Here’s the question:  When making a short video, how much legal support do you recommend mentioning in the video?

How Much Legalese And Factual Info Is Needed?

Basically, you’re asking how much legalese should you include in the video or how much factual content?  How much research do you need to do? The answer is not much, and it actually works out in your favor, because you’ve got to remember that people relate to stories better than they relate to anything else.

Tell a Story Instead

So do a video where you tell a story about something that happened to a client and how you helped that client and what the resolution was. That’s going to be way better than you saying, “Florida statute 7412 says that if you’re in a car accident, you have up to 72 hours to go to the doctor.”

If you say instead, “I had a person just leave my office. They came in for a free consultation and I wasn’t able to help them and here’s why: They got into a car accident and they felt fine. But the problem was that three days later, the pain started kicking in. Just because you get into a car accident and you feel fine right away doesn’t necessarily mean that you’re not injured.”

Think about when you work out. Imagine you go to the gym and you haven’t been to the gym for two years… For example, I went to the gym and I lifted weights and the next day I was so sore, I couldn’t even lift my arm. But I wasn’t sore that day, I was sore the next day.

So, a car accident is kind of the same thing. So this person came into my office and they weren’t injured right away. They didn’t get themselves checked out, and then they waited and they waited.

And now three months have gone by, and they’ve got a ruptured disc or whatever the issue is, but they didn’t go to the doctor. Because of that, I really can’t help them, unfortunately.

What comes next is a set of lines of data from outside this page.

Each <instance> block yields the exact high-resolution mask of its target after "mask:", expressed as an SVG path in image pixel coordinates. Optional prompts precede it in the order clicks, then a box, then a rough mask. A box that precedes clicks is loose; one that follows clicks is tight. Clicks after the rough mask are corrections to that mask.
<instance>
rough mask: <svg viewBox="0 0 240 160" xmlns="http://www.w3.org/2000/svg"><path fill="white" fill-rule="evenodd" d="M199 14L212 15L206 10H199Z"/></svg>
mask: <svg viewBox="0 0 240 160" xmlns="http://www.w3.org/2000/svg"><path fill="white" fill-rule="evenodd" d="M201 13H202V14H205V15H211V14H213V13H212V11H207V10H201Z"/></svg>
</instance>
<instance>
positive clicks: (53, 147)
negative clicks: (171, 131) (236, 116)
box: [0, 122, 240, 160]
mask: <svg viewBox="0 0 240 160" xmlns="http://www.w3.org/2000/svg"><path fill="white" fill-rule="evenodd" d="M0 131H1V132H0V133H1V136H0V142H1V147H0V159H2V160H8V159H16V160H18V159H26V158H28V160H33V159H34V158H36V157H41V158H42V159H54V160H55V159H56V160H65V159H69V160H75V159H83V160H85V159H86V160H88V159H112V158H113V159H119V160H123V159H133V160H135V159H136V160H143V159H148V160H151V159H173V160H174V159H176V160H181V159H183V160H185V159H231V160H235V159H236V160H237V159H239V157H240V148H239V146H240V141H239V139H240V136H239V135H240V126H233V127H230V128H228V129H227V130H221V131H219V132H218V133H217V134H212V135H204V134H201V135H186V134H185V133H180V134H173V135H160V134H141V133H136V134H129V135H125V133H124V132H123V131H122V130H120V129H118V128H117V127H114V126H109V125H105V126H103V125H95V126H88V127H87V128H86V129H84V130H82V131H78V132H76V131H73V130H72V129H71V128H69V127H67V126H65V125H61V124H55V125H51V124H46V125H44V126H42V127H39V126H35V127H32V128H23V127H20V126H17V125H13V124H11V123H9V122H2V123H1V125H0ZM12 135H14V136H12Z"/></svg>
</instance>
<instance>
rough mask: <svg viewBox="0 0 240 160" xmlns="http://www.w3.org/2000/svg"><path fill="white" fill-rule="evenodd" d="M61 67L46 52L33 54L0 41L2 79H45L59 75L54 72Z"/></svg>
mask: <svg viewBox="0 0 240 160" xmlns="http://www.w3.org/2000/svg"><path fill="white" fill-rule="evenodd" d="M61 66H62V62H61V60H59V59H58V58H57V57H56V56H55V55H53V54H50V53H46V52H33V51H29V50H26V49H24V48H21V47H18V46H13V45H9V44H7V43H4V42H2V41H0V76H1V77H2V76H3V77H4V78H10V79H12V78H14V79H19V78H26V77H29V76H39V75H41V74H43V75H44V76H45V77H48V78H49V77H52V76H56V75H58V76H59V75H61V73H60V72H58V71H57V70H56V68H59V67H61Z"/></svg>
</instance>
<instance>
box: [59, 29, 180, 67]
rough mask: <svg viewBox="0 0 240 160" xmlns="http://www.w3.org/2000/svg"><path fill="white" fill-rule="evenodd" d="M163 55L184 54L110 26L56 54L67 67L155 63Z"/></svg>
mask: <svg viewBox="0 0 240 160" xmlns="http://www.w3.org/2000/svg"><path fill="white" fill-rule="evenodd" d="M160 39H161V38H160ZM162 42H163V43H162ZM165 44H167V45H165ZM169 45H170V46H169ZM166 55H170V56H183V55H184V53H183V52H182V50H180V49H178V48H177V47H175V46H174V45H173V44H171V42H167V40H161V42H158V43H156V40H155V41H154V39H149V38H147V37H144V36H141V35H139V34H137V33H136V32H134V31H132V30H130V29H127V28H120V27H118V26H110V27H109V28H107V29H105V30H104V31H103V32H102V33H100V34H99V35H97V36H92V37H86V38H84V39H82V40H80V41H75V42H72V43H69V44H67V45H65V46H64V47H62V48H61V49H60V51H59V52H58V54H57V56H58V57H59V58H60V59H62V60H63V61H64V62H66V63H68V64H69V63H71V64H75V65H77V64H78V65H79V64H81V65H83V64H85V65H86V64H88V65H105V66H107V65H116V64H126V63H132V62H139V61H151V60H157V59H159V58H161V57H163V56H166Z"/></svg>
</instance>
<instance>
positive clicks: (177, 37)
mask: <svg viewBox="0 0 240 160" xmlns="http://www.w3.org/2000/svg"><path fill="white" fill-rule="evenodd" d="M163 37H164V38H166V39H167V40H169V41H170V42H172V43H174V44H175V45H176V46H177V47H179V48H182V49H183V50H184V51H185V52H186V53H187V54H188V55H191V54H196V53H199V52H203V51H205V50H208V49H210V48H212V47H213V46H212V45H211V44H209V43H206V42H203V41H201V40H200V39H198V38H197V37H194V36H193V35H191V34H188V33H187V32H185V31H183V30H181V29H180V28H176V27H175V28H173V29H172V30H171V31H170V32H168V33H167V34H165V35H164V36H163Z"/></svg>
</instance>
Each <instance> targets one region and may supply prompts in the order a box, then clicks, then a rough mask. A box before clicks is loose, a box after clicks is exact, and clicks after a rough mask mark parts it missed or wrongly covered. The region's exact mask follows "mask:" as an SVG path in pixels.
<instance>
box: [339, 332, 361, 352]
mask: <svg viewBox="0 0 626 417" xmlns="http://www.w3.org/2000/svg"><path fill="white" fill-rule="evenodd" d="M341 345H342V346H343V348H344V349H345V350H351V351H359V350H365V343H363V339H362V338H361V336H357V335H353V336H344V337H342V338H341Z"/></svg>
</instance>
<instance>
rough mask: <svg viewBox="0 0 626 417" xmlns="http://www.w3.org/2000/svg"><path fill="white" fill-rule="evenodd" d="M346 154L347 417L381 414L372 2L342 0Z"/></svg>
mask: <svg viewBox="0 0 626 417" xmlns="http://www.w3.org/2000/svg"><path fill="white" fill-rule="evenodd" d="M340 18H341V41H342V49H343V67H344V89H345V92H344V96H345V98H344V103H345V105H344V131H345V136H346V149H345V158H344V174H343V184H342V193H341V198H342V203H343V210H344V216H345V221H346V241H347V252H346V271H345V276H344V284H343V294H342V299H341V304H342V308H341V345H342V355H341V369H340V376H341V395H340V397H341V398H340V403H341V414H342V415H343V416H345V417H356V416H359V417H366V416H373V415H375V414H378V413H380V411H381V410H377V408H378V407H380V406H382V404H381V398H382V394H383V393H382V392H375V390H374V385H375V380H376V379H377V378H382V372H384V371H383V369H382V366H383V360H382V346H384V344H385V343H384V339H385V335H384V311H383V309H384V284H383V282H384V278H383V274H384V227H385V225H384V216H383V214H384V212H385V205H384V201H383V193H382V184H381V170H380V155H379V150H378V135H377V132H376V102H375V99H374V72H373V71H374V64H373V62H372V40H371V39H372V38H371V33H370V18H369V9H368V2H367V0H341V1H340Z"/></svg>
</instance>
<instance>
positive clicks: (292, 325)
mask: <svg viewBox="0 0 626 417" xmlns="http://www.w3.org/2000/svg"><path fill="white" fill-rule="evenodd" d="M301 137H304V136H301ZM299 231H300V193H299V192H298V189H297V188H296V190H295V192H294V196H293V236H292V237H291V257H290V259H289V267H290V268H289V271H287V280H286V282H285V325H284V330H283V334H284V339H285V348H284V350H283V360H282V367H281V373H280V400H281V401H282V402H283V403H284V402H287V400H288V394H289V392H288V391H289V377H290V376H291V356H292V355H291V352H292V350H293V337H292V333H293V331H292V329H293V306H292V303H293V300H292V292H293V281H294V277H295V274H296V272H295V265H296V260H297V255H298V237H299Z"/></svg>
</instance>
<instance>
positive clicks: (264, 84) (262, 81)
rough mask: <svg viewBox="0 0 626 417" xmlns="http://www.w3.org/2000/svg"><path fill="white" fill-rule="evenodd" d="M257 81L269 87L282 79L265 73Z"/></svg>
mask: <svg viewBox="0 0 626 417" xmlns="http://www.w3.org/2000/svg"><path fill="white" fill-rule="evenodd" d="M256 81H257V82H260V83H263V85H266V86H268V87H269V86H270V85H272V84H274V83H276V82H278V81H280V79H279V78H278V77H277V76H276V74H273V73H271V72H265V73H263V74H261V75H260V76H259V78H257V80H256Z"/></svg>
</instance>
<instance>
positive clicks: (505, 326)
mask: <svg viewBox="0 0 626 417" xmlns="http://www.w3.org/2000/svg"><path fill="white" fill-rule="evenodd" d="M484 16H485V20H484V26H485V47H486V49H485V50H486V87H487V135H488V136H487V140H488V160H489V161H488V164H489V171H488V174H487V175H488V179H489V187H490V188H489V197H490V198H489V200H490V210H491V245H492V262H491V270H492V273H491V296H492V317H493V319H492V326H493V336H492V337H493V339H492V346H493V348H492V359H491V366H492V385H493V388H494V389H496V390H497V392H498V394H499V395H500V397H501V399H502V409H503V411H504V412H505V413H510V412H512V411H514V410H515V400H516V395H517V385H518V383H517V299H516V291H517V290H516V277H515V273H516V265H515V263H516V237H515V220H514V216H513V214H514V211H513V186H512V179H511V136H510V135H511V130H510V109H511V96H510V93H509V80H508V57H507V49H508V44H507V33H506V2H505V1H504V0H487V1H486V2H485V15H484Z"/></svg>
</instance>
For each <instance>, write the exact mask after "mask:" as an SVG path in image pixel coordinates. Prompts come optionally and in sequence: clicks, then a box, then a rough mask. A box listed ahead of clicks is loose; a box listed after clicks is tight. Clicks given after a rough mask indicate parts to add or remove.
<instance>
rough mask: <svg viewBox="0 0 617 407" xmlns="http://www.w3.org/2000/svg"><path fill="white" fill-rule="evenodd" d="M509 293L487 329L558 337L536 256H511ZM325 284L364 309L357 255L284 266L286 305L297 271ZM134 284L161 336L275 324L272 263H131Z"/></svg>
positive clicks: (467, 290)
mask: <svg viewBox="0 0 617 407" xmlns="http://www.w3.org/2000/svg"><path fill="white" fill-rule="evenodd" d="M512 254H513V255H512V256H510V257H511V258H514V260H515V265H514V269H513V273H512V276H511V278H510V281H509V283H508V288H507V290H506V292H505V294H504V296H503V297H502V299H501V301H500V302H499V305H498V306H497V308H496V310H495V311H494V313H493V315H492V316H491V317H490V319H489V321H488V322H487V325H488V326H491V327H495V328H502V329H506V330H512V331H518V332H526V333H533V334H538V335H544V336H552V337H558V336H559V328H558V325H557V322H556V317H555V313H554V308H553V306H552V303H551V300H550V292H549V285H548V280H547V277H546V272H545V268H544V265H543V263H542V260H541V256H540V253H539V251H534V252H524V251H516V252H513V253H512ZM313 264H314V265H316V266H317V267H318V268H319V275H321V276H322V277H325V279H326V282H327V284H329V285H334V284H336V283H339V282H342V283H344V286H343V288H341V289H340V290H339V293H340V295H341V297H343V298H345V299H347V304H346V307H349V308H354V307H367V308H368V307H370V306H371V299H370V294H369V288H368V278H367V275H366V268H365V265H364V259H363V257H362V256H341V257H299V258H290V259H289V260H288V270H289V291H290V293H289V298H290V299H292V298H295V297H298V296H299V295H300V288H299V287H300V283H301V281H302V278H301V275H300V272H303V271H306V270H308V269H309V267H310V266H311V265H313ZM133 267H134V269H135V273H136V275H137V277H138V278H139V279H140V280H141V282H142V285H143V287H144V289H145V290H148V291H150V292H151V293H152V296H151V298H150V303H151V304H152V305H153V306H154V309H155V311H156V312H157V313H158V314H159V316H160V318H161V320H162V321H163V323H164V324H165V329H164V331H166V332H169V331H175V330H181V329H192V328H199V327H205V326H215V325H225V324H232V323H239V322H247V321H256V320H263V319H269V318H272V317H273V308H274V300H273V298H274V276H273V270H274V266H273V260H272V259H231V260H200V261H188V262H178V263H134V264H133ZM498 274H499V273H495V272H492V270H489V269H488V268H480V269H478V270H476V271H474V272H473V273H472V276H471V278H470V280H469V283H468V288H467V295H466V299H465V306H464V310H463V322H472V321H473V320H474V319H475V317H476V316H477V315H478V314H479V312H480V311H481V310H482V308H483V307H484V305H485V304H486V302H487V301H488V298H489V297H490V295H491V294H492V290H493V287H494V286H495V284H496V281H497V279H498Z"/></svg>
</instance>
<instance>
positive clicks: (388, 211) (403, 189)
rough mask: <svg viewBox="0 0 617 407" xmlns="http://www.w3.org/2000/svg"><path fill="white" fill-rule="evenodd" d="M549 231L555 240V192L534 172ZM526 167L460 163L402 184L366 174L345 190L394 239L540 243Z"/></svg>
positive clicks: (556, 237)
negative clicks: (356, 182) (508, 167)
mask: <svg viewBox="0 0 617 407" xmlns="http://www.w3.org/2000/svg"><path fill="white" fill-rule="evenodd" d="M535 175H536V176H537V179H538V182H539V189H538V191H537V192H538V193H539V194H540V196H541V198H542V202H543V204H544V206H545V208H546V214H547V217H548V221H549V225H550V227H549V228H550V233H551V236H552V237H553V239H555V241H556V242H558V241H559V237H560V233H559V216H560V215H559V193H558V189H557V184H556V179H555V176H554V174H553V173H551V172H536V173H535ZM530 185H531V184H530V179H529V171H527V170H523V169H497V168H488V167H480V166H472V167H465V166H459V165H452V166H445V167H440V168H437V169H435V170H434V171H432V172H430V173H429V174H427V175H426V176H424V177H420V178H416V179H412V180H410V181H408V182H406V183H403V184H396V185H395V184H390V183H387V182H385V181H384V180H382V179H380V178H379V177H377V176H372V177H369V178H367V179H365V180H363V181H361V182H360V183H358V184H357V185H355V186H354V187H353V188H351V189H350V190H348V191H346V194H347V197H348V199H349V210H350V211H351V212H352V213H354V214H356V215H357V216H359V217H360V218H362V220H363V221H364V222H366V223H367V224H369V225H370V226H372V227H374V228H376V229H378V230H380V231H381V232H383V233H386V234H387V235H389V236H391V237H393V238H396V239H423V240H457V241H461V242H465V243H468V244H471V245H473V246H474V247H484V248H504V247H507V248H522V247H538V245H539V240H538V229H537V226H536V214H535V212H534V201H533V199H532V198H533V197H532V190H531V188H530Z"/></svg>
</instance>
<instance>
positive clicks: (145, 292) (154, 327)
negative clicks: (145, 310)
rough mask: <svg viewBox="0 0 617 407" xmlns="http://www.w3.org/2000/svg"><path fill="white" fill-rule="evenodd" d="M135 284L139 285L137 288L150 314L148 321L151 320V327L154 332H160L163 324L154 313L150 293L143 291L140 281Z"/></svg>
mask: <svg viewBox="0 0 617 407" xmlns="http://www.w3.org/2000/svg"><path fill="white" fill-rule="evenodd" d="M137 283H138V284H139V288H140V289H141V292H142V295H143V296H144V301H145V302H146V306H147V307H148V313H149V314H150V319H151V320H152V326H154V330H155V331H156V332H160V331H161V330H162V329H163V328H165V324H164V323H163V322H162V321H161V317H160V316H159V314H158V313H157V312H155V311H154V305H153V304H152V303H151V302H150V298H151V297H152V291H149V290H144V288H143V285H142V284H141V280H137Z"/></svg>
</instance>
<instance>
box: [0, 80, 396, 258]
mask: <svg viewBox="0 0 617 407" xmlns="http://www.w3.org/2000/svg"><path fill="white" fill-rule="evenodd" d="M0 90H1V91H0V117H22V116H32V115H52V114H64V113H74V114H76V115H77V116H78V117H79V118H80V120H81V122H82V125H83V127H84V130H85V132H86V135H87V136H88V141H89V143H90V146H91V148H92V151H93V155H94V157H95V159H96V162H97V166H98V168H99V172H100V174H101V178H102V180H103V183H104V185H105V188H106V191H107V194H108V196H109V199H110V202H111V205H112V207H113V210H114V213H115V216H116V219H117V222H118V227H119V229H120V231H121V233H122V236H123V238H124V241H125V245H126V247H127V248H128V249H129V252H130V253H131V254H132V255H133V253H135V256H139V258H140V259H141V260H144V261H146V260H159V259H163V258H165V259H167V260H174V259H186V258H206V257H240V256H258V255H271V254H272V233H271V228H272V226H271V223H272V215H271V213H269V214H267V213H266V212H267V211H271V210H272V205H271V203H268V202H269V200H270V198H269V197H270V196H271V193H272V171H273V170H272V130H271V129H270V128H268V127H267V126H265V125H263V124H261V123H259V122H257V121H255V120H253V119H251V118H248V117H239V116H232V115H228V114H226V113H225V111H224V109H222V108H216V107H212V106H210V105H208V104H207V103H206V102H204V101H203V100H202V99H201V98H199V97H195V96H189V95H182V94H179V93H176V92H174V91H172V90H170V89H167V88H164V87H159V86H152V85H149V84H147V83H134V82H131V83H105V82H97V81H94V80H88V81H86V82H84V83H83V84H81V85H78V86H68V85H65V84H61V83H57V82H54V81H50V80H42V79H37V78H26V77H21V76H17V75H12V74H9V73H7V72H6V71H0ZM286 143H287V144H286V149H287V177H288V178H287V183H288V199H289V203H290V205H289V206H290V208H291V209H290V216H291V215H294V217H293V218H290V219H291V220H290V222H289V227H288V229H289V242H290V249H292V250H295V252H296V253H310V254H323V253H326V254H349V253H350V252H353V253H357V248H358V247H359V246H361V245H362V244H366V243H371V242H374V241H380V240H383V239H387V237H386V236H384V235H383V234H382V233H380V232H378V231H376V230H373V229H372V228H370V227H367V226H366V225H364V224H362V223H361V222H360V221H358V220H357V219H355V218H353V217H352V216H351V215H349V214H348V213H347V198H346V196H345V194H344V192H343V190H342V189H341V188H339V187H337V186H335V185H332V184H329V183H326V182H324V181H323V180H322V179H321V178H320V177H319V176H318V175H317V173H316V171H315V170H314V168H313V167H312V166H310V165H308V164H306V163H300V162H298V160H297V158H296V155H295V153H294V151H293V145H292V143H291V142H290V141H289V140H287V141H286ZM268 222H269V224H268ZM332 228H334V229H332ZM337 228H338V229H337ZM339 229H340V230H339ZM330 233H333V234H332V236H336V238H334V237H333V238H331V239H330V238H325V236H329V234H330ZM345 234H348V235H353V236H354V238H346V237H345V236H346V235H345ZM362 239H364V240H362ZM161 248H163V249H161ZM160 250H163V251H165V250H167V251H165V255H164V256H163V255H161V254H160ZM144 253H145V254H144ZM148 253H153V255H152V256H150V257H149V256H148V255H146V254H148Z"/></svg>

When you tell that story, that’s a lot better and a lot more meaningful and a lot more impactful than just giving facts and figures and things like that. So, it’s going to be a lot easier just to tell stories.

Some Clients Try To Write “Term Papers”

I’ve talked to some clients that get hung up in the research. It’s like their kind of writing a term paper and that’s not what these videos are supposed to do. These videos are supposed to be just quick pieces of information that go on to solve a problem.

What You Should Do Instead

And you can say something like, “Here’s a quick tip for anyone that’s in a family law dispute: do not post anything about the opposing party or your case at all on social media. We just left the court and in the case before us, the husband went on a Facebook rant about his ex-wife and how she was out partying – on Facebook.

And because of this, her attorney saved all the screenshots and you know what? He used it against him. And then we saw this result and this person is actually going to have to live with whatever the result is.”

That’s a better story than anything that’s just facts and figures. So, obviously, make sure what you’re saying is accurate, but it’s better to tell stories than it is to just use facts and figures and do a ton of research.

Also, doing a ton of research is going to make it a lot harder for you to consistently create content, so just tell stories about things that happened in real life, and that’s all you need to do.